Mardi Gras had a similar impact, boosting audience numbers 20 per cent on the festival’s weekends, including a massive 76 per cent jump in interstate visitors. Sydney’s Oxford Street precinct saw the biggest gains, up 38 per cent across the entire festival and up 74 per cent in the evenings.
“The triple whammy of Lunar New Year, Taylor Swift and Mardi Gras has proven once again that Sydney is the major event capital of Australia, drawing huge crowds not just to the city but also to the suburbs surrounding it,” said QMS General Manager, City of Sydney, Olivia Gotch.
“These global events demonstrate the unrivalled power of Sydney, to draw significant audiences and unite people within the city where they live, work and play”.
“Our digital-first City of Sydney network sits right within the heartland of this event mecca, enabling brands to authentically engage with their customers across the most digitally-advanced, data-enabled out of home network in Australia. Its design, scale, reach and influence are world-class and, as the velocity of audience uplift shows, it is an incredibly powerful marketing channel,” she said.
The QMS City of Sydney digital street furniture network reaches 2.6 million people weekly, two-thirds of whom live in the Greater Sydney region.

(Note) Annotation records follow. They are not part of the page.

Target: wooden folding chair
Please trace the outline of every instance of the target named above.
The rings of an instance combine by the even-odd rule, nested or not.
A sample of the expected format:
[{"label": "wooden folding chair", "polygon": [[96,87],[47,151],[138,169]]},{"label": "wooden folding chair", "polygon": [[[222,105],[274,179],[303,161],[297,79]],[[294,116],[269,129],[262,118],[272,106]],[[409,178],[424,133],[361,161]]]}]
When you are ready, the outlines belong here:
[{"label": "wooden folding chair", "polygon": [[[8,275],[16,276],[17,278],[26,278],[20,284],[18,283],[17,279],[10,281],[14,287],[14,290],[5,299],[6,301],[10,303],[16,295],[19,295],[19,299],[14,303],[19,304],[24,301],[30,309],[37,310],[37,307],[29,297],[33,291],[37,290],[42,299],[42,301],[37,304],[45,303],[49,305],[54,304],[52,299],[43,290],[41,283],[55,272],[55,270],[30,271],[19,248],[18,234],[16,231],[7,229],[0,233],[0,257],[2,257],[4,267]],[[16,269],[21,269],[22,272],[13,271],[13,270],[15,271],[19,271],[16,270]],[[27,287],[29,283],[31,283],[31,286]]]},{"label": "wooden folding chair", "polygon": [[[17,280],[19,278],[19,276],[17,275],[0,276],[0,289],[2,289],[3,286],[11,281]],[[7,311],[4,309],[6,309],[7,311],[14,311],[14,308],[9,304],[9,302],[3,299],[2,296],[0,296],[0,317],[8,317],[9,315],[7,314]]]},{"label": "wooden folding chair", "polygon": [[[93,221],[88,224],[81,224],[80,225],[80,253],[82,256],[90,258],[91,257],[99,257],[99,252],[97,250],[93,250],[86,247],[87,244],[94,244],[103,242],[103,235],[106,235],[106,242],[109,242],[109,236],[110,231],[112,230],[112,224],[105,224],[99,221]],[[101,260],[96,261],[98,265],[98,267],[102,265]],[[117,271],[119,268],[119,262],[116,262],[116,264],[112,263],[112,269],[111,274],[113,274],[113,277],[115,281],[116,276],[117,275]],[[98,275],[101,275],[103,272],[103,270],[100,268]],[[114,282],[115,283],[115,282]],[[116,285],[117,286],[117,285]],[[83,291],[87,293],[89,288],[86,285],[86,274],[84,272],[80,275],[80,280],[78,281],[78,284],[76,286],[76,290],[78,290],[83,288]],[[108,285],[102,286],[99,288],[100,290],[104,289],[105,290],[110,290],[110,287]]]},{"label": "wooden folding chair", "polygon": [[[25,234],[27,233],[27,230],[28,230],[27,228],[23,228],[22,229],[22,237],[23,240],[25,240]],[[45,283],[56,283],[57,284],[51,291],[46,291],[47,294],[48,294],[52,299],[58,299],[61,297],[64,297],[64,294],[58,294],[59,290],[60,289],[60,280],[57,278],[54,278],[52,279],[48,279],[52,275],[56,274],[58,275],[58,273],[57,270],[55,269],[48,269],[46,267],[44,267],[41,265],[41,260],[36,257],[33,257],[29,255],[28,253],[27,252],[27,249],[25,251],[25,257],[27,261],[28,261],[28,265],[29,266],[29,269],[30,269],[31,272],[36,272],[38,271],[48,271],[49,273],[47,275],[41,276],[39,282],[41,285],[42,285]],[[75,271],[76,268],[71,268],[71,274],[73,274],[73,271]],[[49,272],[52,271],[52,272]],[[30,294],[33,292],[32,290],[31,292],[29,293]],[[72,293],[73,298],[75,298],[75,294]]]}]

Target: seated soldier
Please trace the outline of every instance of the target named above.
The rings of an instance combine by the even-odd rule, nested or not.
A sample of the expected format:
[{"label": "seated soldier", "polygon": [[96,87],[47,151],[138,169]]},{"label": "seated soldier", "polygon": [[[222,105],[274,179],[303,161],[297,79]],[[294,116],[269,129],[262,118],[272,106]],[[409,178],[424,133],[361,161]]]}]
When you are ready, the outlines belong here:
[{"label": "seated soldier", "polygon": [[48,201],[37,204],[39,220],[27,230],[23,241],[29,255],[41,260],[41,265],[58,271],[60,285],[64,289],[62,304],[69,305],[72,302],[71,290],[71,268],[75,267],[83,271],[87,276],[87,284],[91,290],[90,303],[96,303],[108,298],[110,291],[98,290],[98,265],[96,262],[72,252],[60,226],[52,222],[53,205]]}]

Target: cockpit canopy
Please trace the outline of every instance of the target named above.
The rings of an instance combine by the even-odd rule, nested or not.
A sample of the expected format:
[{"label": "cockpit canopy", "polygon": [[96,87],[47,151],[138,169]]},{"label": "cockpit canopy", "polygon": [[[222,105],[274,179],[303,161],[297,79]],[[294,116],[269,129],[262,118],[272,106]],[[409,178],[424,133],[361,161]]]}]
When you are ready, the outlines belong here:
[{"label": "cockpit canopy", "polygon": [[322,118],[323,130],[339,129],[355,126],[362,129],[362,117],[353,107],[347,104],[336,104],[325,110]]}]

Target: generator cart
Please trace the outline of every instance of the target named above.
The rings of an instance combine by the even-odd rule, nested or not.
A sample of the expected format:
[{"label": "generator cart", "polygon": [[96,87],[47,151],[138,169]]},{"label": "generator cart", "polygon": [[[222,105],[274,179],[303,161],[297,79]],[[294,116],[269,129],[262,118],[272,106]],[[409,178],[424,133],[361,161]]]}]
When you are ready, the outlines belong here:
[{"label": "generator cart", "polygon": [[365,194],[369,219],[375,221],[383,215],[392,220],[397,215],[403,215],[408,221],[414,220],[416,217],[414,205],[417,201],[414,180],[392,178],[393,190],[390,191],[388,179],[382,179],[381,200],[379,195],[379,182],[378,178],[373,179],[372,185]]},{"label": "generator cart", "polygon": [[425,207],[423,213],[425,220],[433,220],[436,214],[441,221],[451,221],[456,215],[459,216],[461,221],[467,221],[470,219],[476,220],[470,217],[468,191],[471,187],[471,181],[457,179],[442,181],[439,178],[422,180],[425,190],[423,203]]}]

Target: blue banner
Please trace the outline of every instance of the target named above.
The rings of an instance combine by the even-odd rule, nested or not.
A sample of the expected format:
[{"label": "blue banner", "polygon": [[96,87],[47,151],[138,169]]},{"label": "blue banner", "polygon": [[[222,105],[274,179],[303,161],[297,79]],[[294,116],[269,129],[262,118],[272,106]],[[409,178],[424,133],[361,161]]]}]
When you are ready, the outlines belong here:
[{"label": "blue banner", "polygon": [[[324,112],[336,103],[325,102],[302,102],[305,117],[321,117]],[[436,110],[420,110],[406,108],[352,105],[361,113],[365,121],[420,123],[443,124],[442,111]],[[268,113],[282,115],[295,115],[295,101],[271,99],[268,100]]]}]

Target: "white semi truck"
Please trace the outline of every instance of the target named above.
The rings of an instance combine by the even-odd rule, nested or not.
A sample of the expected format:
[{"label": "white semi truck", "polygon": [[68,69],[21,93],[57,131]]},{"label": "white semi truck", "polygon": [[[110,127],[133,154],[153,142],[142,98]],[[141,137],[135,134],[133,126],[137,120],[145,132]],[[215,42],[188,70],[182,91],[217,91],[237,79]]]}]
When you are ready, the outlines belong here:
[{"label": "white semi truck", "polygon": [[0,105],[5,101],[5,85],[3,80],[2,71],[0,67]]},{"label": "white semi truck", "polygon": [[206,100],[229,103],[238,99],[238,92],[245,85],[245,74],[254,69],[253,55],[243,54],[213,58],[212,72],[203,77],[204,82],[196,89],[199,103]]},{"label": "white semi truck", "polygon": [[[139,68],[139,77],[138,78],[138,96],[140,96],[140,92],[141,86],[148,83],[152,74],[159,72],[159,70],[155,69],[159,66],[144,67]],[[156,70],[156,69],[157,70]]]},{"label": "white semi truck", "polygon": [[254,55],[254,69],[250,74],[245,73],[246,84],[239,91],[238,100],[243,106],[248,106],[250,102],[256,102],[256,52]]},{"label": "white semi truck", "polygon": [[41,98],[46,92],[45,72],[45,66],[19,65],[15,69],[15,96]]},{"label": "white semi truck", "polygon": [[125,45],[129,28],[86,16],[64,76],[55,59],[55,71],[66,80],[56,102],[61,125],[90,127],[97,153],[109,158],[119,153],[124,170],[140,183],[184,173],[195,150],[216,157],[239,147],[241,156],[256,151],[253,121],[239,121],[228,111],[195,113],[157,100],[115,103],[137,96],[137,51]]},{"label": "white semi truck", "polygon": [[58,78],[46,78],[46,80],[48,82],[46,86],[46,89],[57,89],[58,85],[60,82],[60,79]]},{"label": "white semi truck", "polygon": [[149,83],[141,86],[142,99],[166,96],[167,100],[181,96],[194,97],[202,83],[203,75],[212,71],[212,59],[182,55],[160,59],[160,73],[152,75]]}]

It covers 10 distinctive precincts across 33 of Sydney’s most desirable suburbs: Alexandria, Annandale, Barangaroo, Beaconsfield, Camperdown, Centennial Park, Chippendale, Darlinghurst, Darlington, Dawes Point, Elizabeth Bay, Erskineville, Eveleigh, Forest Lodge, Glebe, Haymarket, Millers Point, Moore Park, Newtown, Paddington, Potts Point, Pyrmont, Redfern, Rosebery, Rushcutters Bay, St Peters, Surry Hills, Sydney, The Rocks, Ultimo, Waterloo, Woolloomooloo and Zetland.